Some may find comfort in thinking about where and when this universe began. If you look at the issues from a global perspective, even two presidential terms are a time frame so small geologists can barely measure them. For physicists, entropy, the tendency of the world to gradually decline in to disorder and chaos is the second law of thermodynamics. In other words, whether Trump or Obama is president, chaos is inevitable. These ideas may not prove comforting to everyone, but it is hard to be handed a 508 million year old fossil from the Burgess Shale and not realize that our problems and ideas are fairly small and short-lived.

Physicist Neil deGrasse Tyson is quoted as saying, “The good thing about science is that it’s true whether or not you believe in it.” In some ways, it doesn’t matter where the universe began or how much control we believe we have over it, time continues to march on, no matter how upset we are, or what we do.
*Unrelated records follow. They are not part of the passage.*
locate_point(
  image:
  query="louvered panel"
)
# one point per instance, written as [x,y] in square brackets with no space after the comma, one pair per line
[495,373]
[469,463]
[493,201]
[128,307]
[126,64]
The same is not true of faith.

In one of the creation stories Ein Sof (literally, without end, or God) creates vessels, the vessels that break under the weight of creation. Our job is to pick up the broken pieces and repair the vessels, tikkun olam.

We all need comfort. As we end 2016 and start 2017, here’s hoping we find it, whether that’s in pizza, in understanding our scientific place in the universe, or in trying to fix the world.

(This post is part of Sinai and Synapses’ project Scientists in Synagogues, a grass-roots program to offer Jews opportunities to explore the most interesting and pressing questions surrounding Judaism and science. This post is from Oak Park Temple’s three-part symposium, Eternity and the Eternal: Jewish and Scientific Understandings of Time. The program was designed by Rabbi Max Weiss and scientists, Professor Roy Plotnick, UIC, Dr. Sam Bader, Argonne National Labs, and Dr. Adam Lyon, Fermi National Accelerator Laboratory.)